Basically, the two built-in registers will be pre-adjusted as follows.

Goals and directions of progressive dimming:

-Brightness Enhancement=%101xxxxx

→ The last bits [B4:B0] contain the final ILED target for the enhancement

-Brightness reduction=%110xxxxx

→ The last bit [B5:B0] contains the final ILED target attenuation.

Timing and start conditions:

GRAD=%111xxxxx

→The last bit [B5:B0] contains the timing of each stage

The ILED current will increase smoothly from 0 to 5.5mA, with the total sequence timing equal to the contents of the GRAD register bits [B5:B0] multiplied by the number of levels defined in the UPWARD register. In this example:

T=GRAD[B5:B0]*UPWARD[B5:B0]

T=64*26=1664ms

Figure 7 Typical NCP5623 automatic upward gradual dimming process (8ms per level)

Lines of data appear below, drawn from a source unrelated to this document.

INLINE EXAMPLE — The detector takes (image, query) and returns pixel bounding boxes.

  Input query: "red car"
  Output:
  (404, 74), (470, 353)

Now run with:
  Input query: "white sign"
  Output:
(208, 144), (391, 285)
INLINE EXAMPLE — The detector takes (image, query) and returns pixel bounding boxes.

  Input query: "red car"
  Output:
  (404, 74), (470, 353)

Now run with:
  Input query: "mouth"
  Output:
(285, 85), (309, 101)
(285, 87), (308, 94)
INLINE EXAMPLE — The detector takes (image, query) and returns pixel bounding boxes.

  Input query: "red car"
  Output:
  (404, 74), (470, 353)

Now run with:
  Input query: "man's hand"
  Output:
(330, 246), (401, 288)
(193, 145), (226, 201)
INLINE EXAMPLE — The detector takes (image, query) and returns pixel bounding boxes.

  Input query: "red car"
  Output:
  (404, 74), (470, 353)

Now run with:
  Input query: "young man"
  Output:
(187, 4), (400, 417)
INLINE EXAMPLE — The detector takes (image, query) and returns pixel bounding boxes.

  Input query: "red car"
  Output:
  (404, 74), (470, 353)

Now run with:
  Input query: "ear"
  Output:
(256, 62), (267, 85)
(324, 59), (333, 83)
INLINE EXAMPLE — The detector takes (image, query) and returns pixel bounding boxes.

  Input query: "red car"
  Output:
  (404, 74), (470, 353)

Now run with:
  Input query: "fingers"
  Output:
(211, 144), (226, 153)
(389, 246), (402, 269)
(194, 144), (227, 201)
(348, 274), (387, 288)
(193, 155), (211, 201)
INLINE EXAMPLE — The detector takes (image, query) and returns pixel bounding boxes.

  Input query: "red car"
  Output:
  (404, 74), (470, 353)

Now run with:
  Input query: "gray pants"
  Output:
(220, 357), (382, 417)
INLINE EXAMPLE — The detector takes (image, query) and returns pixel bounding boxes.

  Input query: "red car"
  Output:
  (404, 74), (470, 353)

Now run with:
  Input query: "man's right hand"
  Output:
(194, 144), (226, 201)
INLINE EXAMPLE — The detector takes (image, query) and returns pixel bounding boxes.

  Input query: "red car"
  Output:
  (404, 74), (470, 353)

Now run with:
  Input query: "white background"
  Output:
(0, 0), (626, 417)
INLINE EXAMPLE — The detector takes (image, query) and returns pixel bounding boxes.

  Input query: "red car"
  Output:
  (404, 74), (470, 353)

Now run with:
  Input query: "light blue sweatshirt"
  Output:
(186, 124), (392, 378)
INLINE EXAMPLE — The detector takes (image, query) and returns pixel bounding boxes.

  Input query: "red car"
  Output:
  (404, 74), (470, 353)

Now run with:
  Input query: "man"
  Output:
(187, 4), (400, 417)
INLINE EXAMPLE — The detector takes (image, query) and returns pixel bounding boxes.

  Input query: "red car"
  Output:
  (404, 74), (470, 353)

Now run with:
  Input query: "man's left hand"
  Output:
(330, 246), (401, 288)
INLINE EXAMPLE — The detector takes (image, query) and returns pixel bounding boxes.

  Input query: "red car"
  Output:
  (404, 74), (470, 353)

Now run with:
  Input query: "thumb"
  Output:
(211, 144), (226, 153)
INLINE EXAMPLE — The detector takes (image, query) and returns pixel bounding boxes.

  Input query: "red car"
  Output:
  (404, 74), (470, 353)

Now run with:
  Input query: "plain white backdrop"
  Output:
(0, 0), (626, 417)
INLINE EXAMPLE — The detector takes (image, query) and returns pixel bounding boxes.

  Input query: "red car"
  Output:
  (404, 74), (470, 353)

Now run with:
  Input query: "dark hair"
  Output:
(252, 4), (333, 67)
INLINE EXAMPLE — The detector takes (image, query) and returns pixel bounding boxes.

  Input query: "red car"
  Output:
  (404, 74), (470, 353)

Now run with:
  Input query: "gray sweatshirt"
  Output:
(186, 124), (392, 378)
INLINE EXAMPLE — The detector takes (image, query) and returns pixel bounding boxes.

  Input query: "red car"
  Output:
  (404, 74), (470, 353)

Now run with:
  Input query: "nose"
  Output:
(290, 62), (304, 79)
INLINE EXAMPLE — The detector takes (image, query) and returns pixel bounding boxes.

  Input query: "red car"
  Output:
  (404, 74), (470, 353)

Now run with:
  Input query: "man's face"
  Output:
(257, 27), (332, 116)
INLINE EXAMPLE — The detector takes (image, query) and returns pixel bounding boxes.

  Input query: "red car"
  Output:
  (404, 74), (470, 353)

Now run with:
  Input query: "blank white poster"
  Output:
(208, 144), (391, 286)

The waveforms shown in Figure 7 demonstrate upward gradual dimming; downward dimming operation is achieved by appropriately programming the DWNWRD register.

As we can observe, the ILED current increases in a quasi-exponential curve, which is good enough to compensate for the sensitivity of the human eye.

The reverse direction is easily accomplished by using the appropriate code in the upper three bits of the data register, with the rest of the sequence being the same.

Built-in registers make it possible to dynamically control the gradual dimming, allowing the simulation of different visual effects. For example, we can repeat a sequence created by digital modulation of the up or down period, or we can combine a set of gradual dimming with a sudden change to create a sawtooth-like waveform on the opposite side of the waveform.

Finally, it is possible to combine progressive dimming with the PWM embedded in the chip to create quite complex lighting sequences by modulating the ILED peak current via the IREF pin: a decorative light system can be constructed with a minimum number of passive components around the main controller.